Tuesday, August 9, 2011

Basement Blather 1.0: I Always Like to Begin with a Picture

I write a lot of stuff after looking at pictures. The image is a trigger for the word. Indeed the image articulates the sentiment more clearly than the word. The word obscures and manipulates. But I'm hooked on words. If the "Word" is a virus, as Burroughs writes (wait a minute...), then I am infected. Logosexual, you could say (but I wouldn't recommend it; first of all, they'll look at you funny, and secondly, I just coined the phrase* and don't even know what it means).

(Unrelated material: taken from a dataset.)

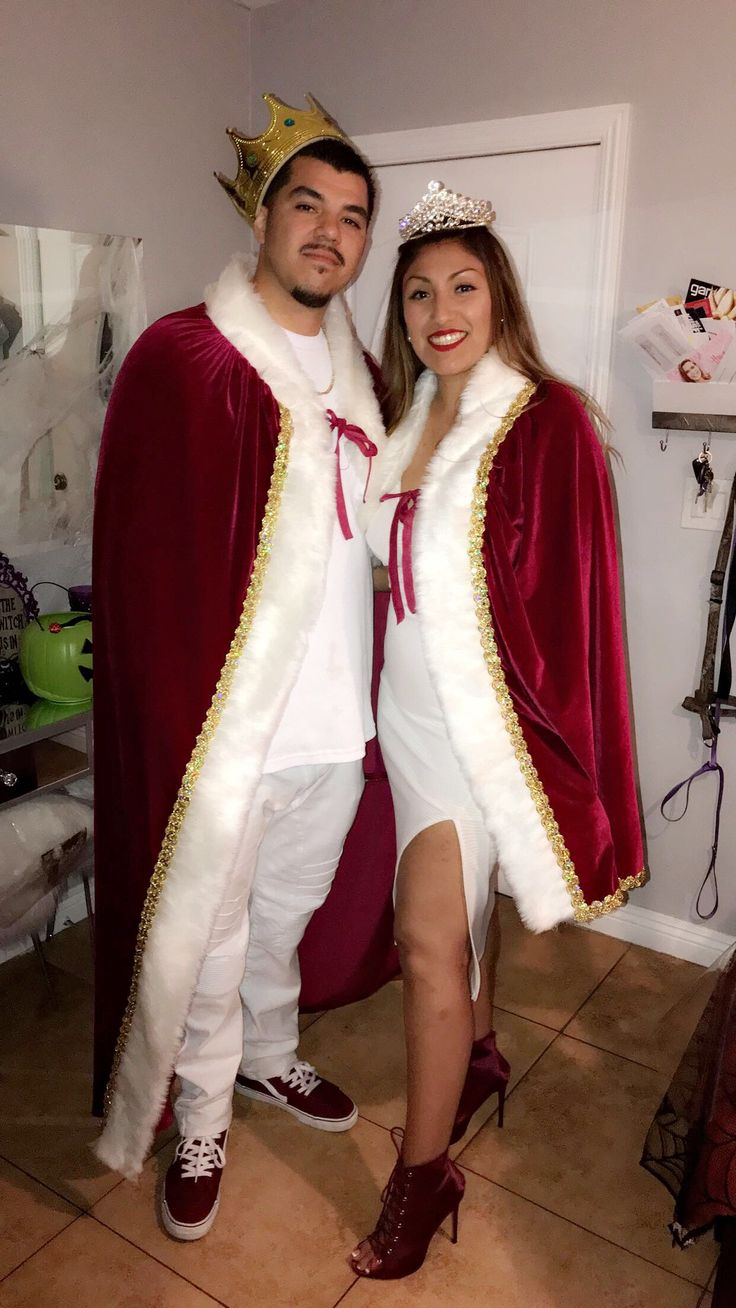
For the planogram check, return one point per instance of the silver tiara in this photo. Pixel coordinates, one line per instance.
(442, 209)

(*Sonofagun! Beaten to the punch!)

Anyway, that's the thing about words -- no one really knows what you're talking about. Here's a photo of a rose. Hey, it's a rose! But if I say "rose", I could mean a buncha things.

Is this the "City of Roses"...

...or this?

That's the joke. Anyway, what was I getting at? Nothing I suppose since I use words for the most part and I think it's been scientifically established here, today, that nothing can be said with words.

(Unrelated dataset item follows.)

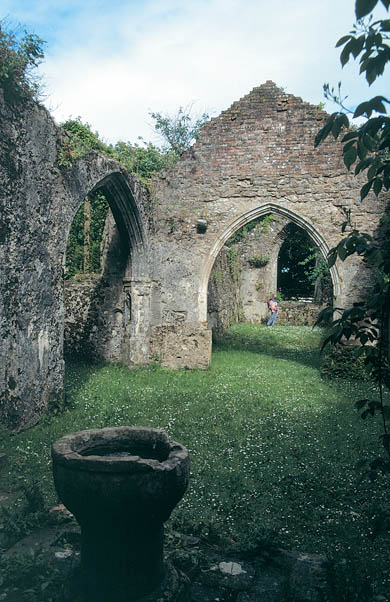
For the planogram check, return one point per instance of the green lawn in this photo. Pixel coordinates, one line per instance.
(273, 447)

Henceforth, future "Basementing" posts will be in the form of rebuses.

Tuesday, August 2, 2011

Out of the Basement, Endlessly Rockaway

"Get out of town, think I'll get out of town." - Neil Young, "On the Beach"

Born in the Borough of Queens, New York, I found myself 42 years later (to the very day!) on the coast of Oregon. Lord of the Sand Fleas. King Inept-une (that's a good one, huh?). A child of Apollo 11, I frolic in my own Sea of Tranquility.

All right, enough with the poetry. The ceilings are low in the Basement. Only when we emerge into the broad expanse of the out-of-doors do we realize what a stretching our limbs need. And we stretched them!

Erin and I, with family in tow (we didn't literally tow them -- cripes, we'd packed enough food to stuff one of them giant crabs from "Mysterious Island"), settled into the beach house and immediately set out for the sand-whipped stretches of Rockaway Beach.

The beach house had a basement. You know, just in case the light grew too bright for our bathypelagic conditioning.

Before dawn, we met the low tide and cleaned the beach of sand dollars. A rival gang of seagulls glided at a distance. We accepted the sunrise-blindness in favor of the warmth. I wore my sneakers to the beach, delicately trodding the sand so as not to scuff or soak them. And forget about my dungaree cuffs! So, as tide encroached, I found myself trapped between the ocean and a thin stream. Luckily, Erin was beside me, smartly shod in her flip-flops. She gave me a piggy-back ride to the other side. It was then I reflected on that poem, "Footprints."

Onward and outward to other nearby beaches with tide pools full of starfish and anemones. Here we see a starfish tapping an anemone on the jaw. They're best friends!

We spelunked at Hug Point! That's the filthiest thing I've ever written. No, really, we explored a cave there. Not so much a cave but a crevice. Or crevasse. Or big crack in a cliff. Whatever. Who am I, Loren Eiseley?

Anyway, a good time was had by all! Brilliant weather (well, it was a bit cold and windy at times, so brilliant is a flat-out lie), great food (no denying it) and terrific company (Erin's parents, brother, fiancee, niece, and my mom).

Now back to the pleasant depths of the Basement. Away from the sea creatures and back to the crotch-sniffers and couch-scratchers.

BONUS PHOTO: Here I am jumping over a salt water stream that was not too wide for me to cross! "Ain't no river wide enough..." (except for, you know, that one I mentioned earlier).